For freelancers, saving can be an integral part of making a business thrive. Saving implies security; it’s creating a financial buffer for periods of less work, as well as investment and making sure you meet your self-assessment tax requirements.

 

When my grandad passed away, we found nearly £800 under the mattress. His wife, my nan, didn’t even know about it. Savings accounts for the average person have been available for a century.

 

Assets such as property, land, gold and stocks have been a way of storing value in a reliable ‘secure’ manner since the Babylonian period. US government bonds are indeed called ‘securities’, partly because of the reliability of getting your money back.

 

Since the 1980s, the general public have had far more ways to save than ever before. Not least in 2019, with the advent of new technology and new financial instruments to keep your money safe.

 

For many, this also means accruing new value. Increasingly, people are concerned that their money is not invested in deforestation, burning fossil fuels or funding conflict. And with interest rates so low since the recession, traditional saving methods are less attractive.

 

As an individual or as a business, your medium-term economic health is imperative. Try and keep out of that overdraft, watch what you spend, then think about saving. If you have an accountant, you should certainly consult them before making any decisions.

 

But if you don’t, not to worry. The market is awash with jargon and there are so many different accounts, ISAs and stocks to look at – it can be confusing. My Money has put together the basics of what is on offer.

 

Saving freelancer top tips

 

Typical savings accounts

Every bank provides a standard savings account connected to your current account.
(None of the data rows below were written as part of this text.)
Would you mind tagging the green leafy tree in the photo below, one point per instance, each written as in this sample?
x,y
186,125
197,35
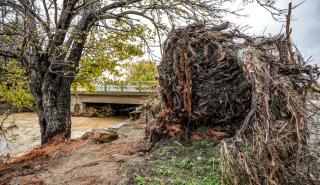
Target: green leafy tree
x,y
109,52
14,87
141,71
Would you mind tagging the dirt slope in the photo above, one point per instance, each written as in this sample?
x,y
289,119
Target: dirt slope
x,y
78,162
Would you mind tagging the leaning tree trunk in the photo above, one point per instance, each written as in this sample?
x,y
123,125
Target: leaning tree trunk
x,y
52,94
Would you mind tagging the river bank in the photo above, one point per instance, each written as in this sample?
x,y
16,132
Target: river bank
x,y
27,135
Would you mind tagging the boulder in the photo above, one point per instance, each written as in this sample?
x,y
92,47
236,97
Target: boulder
x,y
104,135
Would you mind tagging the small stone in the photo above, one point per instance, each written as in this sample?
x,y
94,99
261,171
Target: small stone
x,y
104,135
86,135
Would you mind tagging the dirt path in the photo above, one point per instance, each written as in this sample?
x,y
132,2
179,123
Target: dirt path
x,y
78,162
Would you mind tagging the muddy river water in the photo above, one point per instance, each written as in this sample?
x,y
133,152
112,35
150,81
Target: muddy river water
x,y
27,135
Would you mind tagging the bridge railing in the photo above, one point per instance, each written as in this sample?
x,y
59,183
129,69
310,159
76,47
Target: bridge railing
x,y
134,87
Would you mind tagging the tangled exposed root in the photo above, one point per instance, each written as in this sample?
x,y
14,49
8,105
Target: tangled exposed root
x,y
256,89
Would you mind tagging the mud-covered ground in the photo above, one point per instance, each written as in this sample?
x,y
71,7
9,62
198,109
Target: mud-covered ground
x,y
123,161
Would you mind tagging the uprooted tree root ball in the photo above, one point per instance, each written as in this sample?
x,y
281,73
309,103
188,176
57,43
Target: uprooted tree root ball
x,y
254,90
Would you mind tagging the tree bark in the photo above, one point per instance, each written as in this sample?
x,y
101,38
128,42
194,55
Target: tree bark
x,y
52,94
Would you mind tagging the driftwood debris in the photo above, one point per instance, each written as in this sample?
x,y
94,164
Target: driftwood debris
x,y
254,90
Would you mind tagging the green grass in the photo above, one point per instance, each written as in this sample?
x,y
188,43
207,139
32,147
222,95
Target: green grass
x,y
177,164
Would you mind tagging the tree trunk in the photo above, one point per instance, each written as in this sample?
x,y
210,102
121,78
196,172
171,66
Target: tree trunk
x,y
52,94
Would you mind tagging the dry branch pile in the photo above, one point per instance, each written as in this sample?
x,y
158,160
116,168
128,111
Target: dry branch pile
x,y
253,89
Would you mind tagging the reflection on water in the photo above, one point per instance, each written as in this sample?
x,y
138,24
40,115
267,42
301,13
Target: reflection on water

There will be a low level of interest applied, typically below 0.8 per cent.

 

Most big banks provide different accounts, geared towards different age groups or different functions. HSBC, for instance, provides a regular savings account which mandates you to deposit at least £25 per month, with a decent three per cent interest rate for average HSBC customers.

 

There are also accounts geared towards saving for a home; or for children, which can only be accessed with parental permission. Accounts range in accessibility and when interest is paid on deposits.

 

Look out for Virgin Money, Sainsbury’s Bank and Tesco Bank for the better rates. There may be restrictions on how many times you can withdraw. Although this is good for saving, it may put you in a sticky situation if you find yourself in financial difficulty and need to withdraw funds.

 

ISAs

An Individual Savings Account can be opened by any UK citizen. You must be at least 16 for a Cash ISA. This is a savings account where you do not pay tax on the interest, ever. You can save up to £20,000 in one tax year (ending April 5). They vary in terms of accessibility and rates of interest.

 

Stocks and Shares ISAs can include a range of bonds and shares, but you have to be over the age of 18. Obviously, any investment like this is subject to the market and your investment could be at risk. However, with that risk comes higher returns. You will have to pay a fee to a provider and then probably another small fee to invest in each stock.

 

LISAs

Lifetime ISAs (LISAs) can be used by anyone from 18 to 40. You can deposit up to £4,000 a year and get a 25 per cent bonus every year until you are 50. If you withdraw before 60, you will lose 25 per cent of the investment. It is designed to help people save for retirement. For the self-employed, it is arguably a no-brainer. But there have been concerns that LISAs could be subject to mis-selling.

 

‘Management’ accounts

‘Management accounts’ here refers to secondary bank accounts, often provided by ‘starter’ banks which people use to manage their current accounts.

 

Though this is not saving per se, more and more people are using Monzo or Starling accounts to manage their money and reaping the benefits.

 

Accounts like these are often a bit more geared towards millennials, with apps for tracking spending. You can set targets, warnings and thresholds which help you manage your money.

 

Mint is probably the best known. For small businesses and the self-employed, Intuit’s QuickBooks app is increasingly popular.

 

There are several watchdogs which can help you decide where to save or invest. Martin Lewis of Money Saving Expert regularly writes about savings and ISAs and is a good place to start. You can also visit Ethical Consumer online, which rates investment providers in terms of their geopolitical, social and environmental impact.